A key insight from the last two decades has been the crucial role of education in lifting people out of poverty and encourage children to love education.The Bangladesh government has made a strong commitment in the quest for a sustainable primary education.They have been extremely successful in meeting that goal with a gross enrolment rate of 98 per cent. Sadly,it unveils bad results.Poor children may be going to school but they don’t do it often enough.This leads to poor performance and high drop-out rates. Reports show that in Bangladesh 9 million children are out of school and 5 million of whom are engaged in forms of work.Children who are in the labor force are in the peril of exploitative and dehumanizing conditions.

One of the most vulnerable groups are the street-children. The numbers is quite alarming .An estimated of 3,800,000 street children swarm the counry and 55 per cent of them are in Dhaka.Half of them are 10 years old or less. They have to endure a daily routine of violence, abuse and humiliation.Some are exposed to drugs, alcohol and prostitution in order to make those few ‘takas’ to sustain their families.

When Streetwise was organized, it made a drastic change.As Anita Aparna Muyeed, founder and director of Streetwise Education Foundation, points out, Bangladesh’s poor children deserve the best schools because they need an education that compensates for multiple disadvantages.She believes something has to be done to suffice the educational needs of these poor children.

In 2006, Muyeed resigned from her position as Art and Design Technology Instructor at the International School of Dhaka to create what she described as a “privileged school for the underprivileged.” She and her cousin invited 10 street-children who worked in the tradetrade of rag-picking and street hawking.She was touched of how street-savvy they were.She was amazed how they navigated their way around the dangerous streets of Dhaka.

The Streetwise Project began in a garage with 10 children.Recently, it is now a boarding school with over 30 children aged between four and 15. It provides what Muyeed describes as a “comprehensive life support system, an alternative educational programe that helps the children stay off the streets”. The school which is situated in the heart of Dhaka near the areas where the children live, provides a place for them to reside at least five days a week. They can stay, sleep and eat in the school.They are offered lessons in Bangla, English, Maths, health, hygiene, religion, arts and crafts, story-telling, coaching, games, cooking, theater, song and dance.

However, Streetwise is not just for kids but for their families, too. The program also offers a drop-in centre for advice, support and some limited grants, medical check ups.

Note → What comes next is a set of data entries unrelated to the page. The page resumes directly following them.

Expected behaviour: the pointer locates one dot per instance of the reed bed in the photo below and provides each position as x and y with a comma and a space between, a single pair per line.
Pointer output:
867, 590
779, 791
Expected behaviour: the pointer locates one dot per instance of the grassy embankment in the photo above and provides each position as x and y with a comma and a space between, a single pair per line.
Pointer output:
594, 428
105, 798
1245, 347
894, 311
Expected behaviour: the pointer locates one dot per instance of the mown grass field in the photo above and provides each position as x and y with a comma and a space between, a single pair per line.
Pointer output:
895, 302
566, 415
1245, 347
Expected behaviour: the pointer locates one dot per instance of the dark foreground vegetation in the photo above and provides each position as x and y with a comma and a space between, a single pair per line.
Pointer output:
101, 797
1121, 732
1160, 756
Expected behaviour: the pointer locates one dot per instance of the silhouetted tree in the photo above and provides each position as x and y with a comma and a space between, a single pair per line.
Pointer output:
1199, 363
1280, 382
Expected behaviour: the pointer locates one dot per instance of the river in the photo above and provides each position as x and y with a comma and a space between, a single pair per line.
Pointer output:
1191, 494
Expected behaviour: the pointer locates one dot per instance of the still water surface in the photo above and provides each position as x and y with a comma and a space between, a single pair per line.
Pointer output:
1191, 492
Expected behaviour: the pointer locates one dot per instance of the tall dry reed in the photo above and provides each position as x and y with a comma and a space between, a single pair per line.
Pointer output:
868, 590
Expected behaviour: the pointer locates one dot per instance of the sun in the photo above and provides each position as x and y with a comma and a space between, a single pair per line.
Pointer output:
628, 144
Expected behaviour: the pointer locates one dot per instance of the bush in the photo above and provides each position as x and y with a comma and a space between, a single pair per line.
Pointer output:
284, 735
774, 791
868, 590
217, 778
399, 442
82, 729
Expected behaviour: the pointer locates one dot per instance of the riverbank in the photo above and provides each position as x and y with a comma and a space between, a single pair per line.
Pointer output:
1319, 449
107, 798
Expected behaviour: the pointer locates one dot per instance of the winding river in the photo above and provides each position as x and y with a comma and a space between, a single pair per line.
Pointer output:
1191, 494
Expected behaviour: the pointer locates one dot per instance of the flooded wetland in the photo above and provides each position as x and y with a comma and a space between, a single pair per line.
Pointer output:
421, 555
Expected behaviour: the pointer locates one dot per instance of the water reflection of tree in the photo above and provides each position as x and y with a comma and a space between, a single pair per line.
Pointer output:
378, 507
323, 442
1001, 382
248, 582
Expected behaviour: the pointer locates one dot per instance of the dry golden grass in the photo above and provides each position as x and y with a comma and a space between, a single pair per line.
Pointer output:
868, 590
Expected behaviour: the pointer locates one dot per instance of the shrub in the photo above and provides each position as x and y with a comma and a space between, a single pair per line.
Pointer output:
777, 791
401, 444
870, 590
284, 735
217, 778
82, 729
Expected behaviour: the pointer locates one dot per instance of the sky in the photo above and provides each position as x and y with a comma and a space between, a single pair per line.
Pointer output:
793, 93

The children have not stopped working. Muyeed’s initiative operates on an ‘earn and learn’ strategy.The young children are housed in a secure environment.They can use the skills they learned in class to create artworks and handicrafts.These crafts are later sold in the market.Each Streetwise product for sale has one thing in common, whether it is a T-shirt, a poster or a lamp – it bears a reproduction of its students’ artwork from art class. This “printed artwork” ensures that students don’t have to spend endless hours creating a handful of art products. Fifty per cent of the profits of this project helps to drive the school forward.The rest is distributed among the children and their guardians.

Since the children bring in income by attending school, parents no longer stop them from attending classes.As they actually “earn” their stay in the program, they are not receivers of charity. This makes a big difference in their level of responsibility and pride in the program .This gives them a feeling of succes also.This revenue model also allows the school to be self-sustaining.Thus, allowing for autonomy and flexibility. Further, by using local and international volunteers, Streetwise has not only reduced costs but also built connections with wider society. It uses the new media effectively and has a website:

Paulo Freire, one of the greatest philosophers of education, once said, “Education is the practice of freedom, the means by which men and women deal critically and creatively with reality and discover how to participate in their transformation of their world.” Long live Streetwise!